Entre los primeros chamanes de la antigüedad había un joven de quince años llamado Tarvaa que se cayó, se desmayó y lo dieron por muerto. Asqueado por el apresuramiento con el que su familia sacó el cuerpo de la casa, el alma de Tarvaa voló al reino de los espíritus, donde le abordó el juez de los muertos y le preguntó por qué había llegado tan pronto. Complacido por el valor del muchacho, que había ido a un lugar jamás alcanzado por hombre vivo, el señor de los muertos le ofreció el regalo que él mismo escogiese para llevárselo al reino de los vivos. El joven rechazó riquezas, fama, placeres y longevidad y se decidió por regresar con el conocimiento de todas las maravillas que había encontrado en el reino de los espíritus y con el don de la elocuencia. Cuando volvió a su cuerpo, los cuervos ya le habían sacado los ojos. A pesar de su ceguera, Tarvaa podría prever el futuro y vivió prósperamente muchos años con los relatos de magia y sabiduría que se había traído de la otra orilla de la muerte.
Hasta el día de hoy, los chamanes seguidores de Tarvaa tejen en sus ropas el conocimiento de la luz y la oscuridad, de las deidades de arriba y de abajo y de espíritus benévolos y malévolos. Mientras descansa en el Árbol del Mundo, el chamán aprende el camino del sacrificio para asegurar la armonía y el orden dentro de la red de la vida y regresa a los hombres conociendo a los cinco dioses del viento, los cinco dioses del relámpago, los cuatro de las esquinas, los cinco del horizonte, los cinco de la entrada y los ocho de los límites. Conoce a los siete dioses del vapor, a los siete del trueno y a otros dioses innumerables, y tal conocimiento le proporciona un gran poder, que pone al servicio de sus semejantes y le permite invocar a quien le plazca con su tambor. Al parecer, los primeros chamanes eran tan poderosos que podían llamar a las almas de quienes habían muerto mucho tiempo atrás, de modo que el señor de los muertos llegó a temer que su reino quedara vacío y, en un acceso de cólera, redujo el tambor chamánico, en principio doble, a su actual forma de uno, con el fin de proteger sus dominios.
En la cosmología chamánica aparecen numerosos animales como demonios familiares y colaboradores.
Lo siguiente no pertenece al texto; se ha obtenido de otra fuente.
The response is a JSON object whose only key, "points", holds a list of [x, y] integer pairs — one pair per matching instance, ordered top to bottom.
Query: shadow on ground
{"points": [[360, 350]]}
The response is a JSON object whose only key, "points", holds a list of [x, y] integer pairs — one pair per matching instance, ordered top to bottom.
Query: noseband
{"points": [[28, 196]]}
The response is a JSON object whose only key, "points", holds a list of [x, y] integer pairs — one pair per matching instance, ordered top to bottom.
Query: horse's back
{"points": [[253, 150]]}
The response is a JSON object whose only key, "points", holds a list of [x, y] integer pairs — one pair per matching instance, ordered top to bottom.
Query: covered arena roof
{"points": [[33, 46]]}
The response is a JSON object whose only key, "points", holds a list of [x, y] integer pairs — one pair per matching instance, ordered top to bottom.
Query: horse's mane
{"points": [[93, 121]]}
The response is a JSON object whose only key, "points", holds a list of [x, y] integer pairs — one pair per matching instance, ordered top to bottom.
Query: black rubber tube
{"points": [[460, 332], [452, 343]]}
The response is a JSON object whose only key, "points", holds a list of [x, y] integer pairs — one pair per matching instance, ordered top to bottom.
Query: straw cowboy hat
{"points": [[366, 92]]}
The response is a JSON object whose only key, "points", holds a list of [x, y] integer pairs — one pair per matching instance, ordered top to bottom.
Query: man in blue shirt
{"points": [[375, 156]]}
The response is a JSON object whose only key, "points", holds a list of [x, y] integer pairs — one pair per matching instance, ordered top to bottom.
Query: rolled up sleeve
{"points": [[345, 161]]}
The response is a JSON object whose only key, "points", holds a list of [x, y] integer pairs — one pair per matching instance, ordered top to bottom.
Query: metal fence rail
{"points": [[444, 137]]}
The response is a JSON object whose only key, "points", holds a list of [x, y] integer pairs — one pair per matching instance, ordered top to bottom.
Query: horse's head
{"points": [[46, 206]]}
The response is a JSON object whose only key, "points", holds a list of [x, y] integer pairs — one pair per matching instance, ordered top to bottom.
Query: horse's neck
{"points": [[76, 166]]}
El murciélago, por ejemplo, se cuelga cabeza abajo para vigilar el cielo y avisarnos si diera muestras de ir a desmoronarse. La marmota vigila el sol, siempre con la esperanza de atraparlo. Hace mucho tiempo, este animal era un hombre, y se cuenta que derribó seis de los siete soles que desecaban la tierra y provocaban sequías y desgracias, pero el séptimo sol sigue saliendo y poniéndose para escapar de la última flecha.